Previous studies have shown that primary murine macrophages infected with
Mycobacterium avium produced lower levels of tumor necrosis factor alpha
(TNF-alpha) and inducible nitric oxide synthase 2 (NOS2) compared to cells
infected with nonpathogenic Mycobacterium smegmatis. TNF-alpha and NOS2
levels correlated with and were dependent on the activation of
mitogen-activated protein kinases (MAPKs) p38 and extracellular
signal-regulated kinase 1/2 (ERK1/2). To define the macrophage
transcriptional responses dependent on ERK1/2 activation following a
mycobacterial infection, we used RAW 264.7 cells transfected with a
TNF-alpha or NOS2 promoter vector. We determined that macrophages infected
with M. avium compared to M. smegmatis showed diminished TNF-alpha and
NOS2 promoter activity. A more pronounced difference in promoter activity
was observed when only the consensus ETS and NF-kappaB binding sites were
used as promoters. Mutational analysis of the ETS and NF-kappaB binding
sites present on the TNF-alpha and NOS2 promoters, respectively, showed
that these sites were essential for a functional promoter.
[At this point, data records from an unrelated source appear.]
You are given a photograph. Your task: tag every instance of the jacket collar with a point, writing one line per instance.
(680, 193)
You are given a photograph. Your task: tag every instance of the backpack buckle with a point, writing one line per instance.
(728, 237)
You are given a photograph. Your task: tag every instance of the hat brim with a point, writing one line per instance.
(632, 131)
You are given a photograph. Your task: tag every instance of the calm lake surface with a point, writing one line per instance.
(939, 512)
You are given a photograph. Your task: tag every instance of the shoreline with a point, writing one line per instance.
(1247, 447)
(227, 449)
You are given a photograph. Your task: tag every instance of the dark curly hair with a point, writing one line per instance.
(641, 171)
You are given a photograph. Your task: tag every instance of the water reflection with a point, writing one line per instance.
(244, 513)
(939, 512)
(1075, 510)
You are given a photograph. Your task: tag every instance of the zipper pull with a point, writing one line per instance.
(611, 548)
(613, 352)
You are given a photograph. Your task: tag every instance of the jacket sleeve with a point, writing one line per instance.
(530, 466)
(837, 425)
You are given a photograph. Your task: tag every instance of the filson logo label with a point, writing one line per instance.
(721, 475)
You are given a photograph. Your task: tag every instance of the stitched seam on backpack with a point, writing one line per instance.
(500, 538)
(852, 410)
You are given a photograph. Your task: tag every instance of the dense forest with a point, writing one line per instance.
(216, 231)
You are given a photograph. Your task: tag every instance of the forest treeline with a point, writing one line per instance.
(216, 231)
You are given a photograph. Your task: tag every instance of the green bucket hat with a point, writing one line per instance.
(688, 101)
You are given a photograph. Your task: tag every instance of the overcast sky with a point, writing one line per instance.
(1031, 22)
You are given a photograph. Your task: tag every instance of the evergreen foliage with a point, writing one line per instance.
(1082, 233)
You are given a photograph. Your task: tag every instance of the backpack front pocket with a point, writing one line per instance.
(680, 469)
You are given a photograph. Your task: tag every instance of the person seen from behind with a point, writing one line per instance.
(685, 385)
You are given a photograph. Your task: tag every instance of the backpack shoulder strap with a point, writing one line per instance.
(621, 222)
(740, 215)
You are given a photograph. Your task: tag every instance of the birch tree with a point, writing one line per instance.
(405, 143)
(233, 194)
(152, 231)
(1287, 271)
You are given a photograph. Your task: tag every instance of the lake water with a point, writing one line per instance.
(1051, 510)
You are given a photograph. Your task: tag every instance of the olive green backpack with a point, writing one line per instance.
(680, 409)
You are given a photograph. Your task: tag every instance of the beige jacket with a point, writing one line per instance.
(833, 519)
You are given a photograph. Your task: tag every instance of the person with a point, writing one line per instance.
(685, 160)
Moreover, the
Ets/Elk but not the NF-kappaB transcriptional response was dependent on
ERK1/2. This correlated with the requirement for ERK1/2 in TNF-alpha but
not NOS2 promoter activity. Our data indicate that the increased Ets/Elk
and NF-kappaB promoter activities associated with M. smegmatis-infected
macrophages are responsible, at least in part, for the increased TNF-alpha
and NOS2 production observed in these infected cells and that ERK1/2 is
required for Ets/Elk activity and full TNF-alpha production.